IIUC, you should be able to do something like this:
>>> df1.loc[(df1[list(filter_v)] == pd.Series(filter_v)).all(axis=1)]
A B C D
3 1 0 right 3
This works by making a Series to compare against:
>>> pd.Series(filter_v)
A 1
B 0
C right
dtype: object
Selecting the corresponding part of df1:
>>> df1[list(filter_v)]
A C B
0 1 right 1
1 0 right 1
2 1 wrong 1
3 1 right 0
4 NaN right 1
Finding where they match:
>>> df1[list(filter_v)] == pd.Series(filter_v)
A B C
0 True False True
1 False False True
2 True False False
3 True True True
4 False False True
Finding where they all match:
>>> (df1[list(filter_v)] == pd.Series(filter_v)).all(axis=1)
0 False
1 False
2 False
3 True
4 False
dtype: bool
And finally using this to index into df1:
>>> df1.loc[(df1[list(filter_v)] == pd.Series(filter_v)).all(axis=1)]
A B C D
3 1 0 right 3
Abstraction of the above for case of passing array of filter values rather than single value (analogous to pandas.core.series.Series.isin()). Using the same example:
df1 = pd.DataFrame({'A':[1,0,1,1, np.nan], 'B':[1,1,1,0,1], 'C':['right','right','wrong','right', 'right'],'D':[1,2,2,3,4]})
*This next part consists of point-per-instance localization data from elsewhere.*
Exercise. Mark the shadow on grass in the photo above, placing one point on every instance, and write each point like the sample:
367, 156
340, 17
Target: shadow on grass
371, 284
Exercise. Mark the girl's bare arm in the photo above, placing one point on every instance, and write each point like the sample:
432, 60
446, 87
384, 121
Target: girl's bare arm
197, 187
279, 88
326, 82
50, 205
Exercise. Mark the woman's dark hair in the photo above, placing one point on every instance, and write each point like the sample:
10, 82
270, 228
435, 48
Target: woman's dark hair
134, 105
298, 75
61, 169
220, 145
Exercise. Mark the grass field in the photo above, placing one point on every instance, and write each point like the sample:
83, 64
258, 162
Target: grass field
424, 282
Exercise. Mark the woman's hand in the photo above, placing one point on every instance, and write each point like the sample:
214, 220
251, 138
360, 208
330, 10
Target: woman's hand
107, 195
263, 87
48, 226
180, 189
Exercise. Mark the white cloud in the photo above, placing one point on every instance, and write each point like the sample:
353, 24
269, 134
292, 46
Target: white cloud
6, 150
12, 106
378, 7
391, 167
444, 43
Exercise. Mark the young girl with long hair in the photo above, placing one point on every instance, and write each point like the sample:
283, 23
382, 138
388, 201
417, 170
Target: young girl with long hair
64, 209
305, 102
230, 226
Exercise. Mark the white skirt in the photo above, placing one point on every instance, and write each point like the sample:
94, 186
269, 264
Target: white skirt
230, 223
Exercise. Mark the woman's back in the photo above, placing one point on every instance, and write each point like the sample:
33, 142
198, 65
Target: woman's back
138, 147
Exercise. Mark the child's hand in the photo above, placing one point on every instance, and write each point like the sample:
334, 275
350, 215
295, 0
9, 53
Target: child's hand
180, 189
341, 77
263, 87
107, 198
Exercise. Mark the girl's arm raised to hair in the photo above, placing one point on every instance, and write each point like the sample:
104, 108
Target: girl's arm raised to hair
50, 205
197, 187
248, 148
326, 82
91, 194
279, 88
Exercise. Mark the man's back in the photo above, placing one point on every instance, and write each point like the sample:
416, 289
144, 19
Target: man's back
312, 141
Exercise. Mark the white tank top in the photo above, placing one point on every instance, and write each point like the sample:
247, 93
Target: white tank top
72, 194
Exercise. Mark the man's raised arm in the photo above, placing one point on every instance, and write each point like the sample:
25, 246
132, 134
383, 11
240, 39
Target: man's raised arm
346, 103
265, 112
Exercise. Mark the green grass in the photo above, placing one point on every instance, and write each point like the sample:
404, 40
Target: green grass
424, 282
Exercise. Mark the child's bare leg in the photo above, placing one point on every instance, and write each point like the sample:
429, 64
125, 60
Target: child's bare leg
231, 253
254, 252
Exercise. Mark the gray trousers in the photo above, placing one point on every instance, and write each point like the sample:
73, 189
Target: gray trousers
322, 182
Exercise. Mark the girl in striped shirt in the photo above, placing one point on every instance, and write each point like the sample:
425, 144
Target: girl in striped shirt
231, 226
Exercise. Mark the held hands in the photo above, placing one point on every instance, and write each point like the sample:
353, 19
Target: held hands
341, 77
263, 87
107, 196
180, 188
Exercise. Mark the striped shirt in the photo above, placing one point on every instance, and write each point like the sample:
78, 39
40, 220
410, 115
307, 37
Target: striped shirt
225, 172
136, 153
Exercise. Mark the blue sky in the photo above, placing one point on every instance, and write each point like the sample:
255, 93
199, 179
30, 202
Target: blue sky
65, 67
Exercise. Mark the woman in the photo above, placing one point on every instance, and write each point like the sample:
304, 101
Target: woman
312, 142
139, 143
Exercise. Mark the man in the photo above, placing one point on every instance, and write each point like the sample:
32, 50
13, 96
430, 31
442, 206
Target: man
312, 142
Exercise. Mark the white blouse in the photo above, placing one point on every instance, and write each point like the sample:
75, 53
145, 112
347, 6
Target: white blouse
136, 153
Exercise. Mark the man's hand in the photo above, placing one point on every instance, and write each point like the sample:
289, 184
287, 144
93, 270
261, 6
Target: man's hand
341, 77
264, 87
filter_v = {'A':[1], 'B':[1,0], 'C':['right']}
##Start with array of all True
ind = [True] * len(df1)
##Loop through filters, updating index
for col, vals in filter_v.items():
ind = ind & (df1[col].isin(vals))
##Return filtered dataframe
df1[ind]
##Returns
A B C D
0 1.0 1 right 1
3 1.0 0 right 3
Here is a way to do it:
df.loc[df[filter_v.keys()].isin(filter_v.values()).all(axis=1), :]
UPDATE:
With values being the same across columns you could then do something like this:
# Create your filtering function:
def filter_dict(df, dic):
return df[df[dic.keys()].apply(
lambda x: x.equals(pd.Series(dic.values(), index=x.index, name=x.name)), asix=1)]
# Use it on your DataFrame:
filter_dict(df1, filter_v)
Which yields:
A B C D
3 1 0 right 3
If it something that you do frequently you could go as far as to patch DataFrame for an easy access to this filter:
pd.DataFrame.filter_dict_ = filter_dict
And then use this filter like this:
df1.filter_dict_(filter_v)
Which would yield the same result.
BUT, it is not the right way to do it, clearly.
I would use DSM's approach.
For python2, that's OK in #primer's answer. But, you should be careful in Python3 because of dict_keys. For instance,
>> df.loc[df[filter_v.keys()].isin(filter_v.values()).all(axis=1), :]
>> TypeError: unhashable type: 'dict_keys'
The correct way to Python3:
df.loc[df[list(filter_v.keys())].isin(list(filter_v.values())).all(axis=1), :]
Here's another way:
filterSeries = pd.Series(np.ones(df.shape[0],dtype=bool))
for column, value in filter_v.items():
filterSeries = ((df[column] == value) & filterSeries)
This gives:
>>> df[filterSeries]
A B C D
3 1 0 right 3
To follow up on DSM's answer, you can also use any() to turn your query into an OR operation (instead of AND):
df1.loc[(df1[list(filter_v)] == pd.Series(filter_v)).any(axis=1)]
You can also create a query
query_string = ' and '.join(
[f'({key} == "{val}")' if type(val) == str else f'({key} == {val})' for key, val in filter_v.items()]
)
df1.query(query_string)
Combining previous answers, here's a function you can feed to df1.loc. Allows for AND/OR (using how='all'/'any'), plus it allows comparisons other than == using the op keyword, if desired.
import operator
def quick_mask(df, filters, how='all', op=operator.eq) -> pd.Series:
if how == 'all':
comb = pd.Series.all
elif how == 'any':
comb = pd.Series.any
return comb(op(df[[*filters]], pd.Series(filters)), axis=1)
# Usage
df1.loc[quick_mask(df1, filter_v)]
I had an issue due to my dictionary having multiple values for the same key.
I was able to change DSM's query to:
df1.loc[df1[list(filter_v)].isin(filter_v).all(axis=1), :]